Privat ist Deeken in Hannover viel mit dem Fahrrad unterwegs. „Ich trete mit rechts, der linke Fuß ist in einer Art Käfig auf der Pedale“, schildert sie. Die Radstrecken für den Triathlon legt sie im Handbike zurück. Die Laufstrecken absolviert sie in einem Rennrollstuhl. Der Hannover Marathon ist jedes Jahr ein fester Termin in ihrem Kalender.

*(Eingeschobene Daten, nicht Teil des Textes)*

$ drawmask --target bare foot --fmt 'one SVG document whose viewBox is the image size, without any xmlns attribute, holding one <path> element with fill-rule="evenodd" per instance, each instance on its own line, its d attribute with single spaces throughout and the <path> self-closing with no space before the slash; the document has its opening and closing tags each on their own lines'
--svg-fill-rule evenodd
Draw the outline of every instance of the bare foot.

Der Transport ihrer Gefährte stellt jedes Mal eine logistische Herausforderung dar. „Freunde von mir fahren meine Sportgeräte in ihrem Kombi zu Wettkämpfen, während ich mit dem Zug hinfahre“, sagt die Pädagogin.
Die größte Hürde im Para-Sport seien jedoch die Kosten, so Deeken. „Das Equipment ist sehr teuer, weil jede Behinderung individuell ist“, sagt sie. Nach ihren ersten Triathlon-Teilnahmen war ihr klar, dass sie ein besseres Handbike brauchte. Der VfL Eintracht Hannover unterstützte sie beim Kauf eines geeigneten Modells. Das gab der Sportlerin den nötigen Push. Es folgten Wettkampf auf Wettkampf und Medaille auf Medaille. 2023 erhielt Deeken die niedersächsische Sportmedaille für ihre sportlichen Leistungen und wurde zu Niedersachsens Behindertensportlerin des Jahres gewählt. Das ist für sie Ansporn, die Besonderheiten und Möglichkeiten des Behindertensports regelmäßig in die Öffentlichkeit zu tragen. Denn der Weg zur Barrierefreiheit ist noch weit. Deeken kann ein Lied singen von Toiletten, die zu eng sind, um mit einem gelähmten Bein darin Platz zu finden.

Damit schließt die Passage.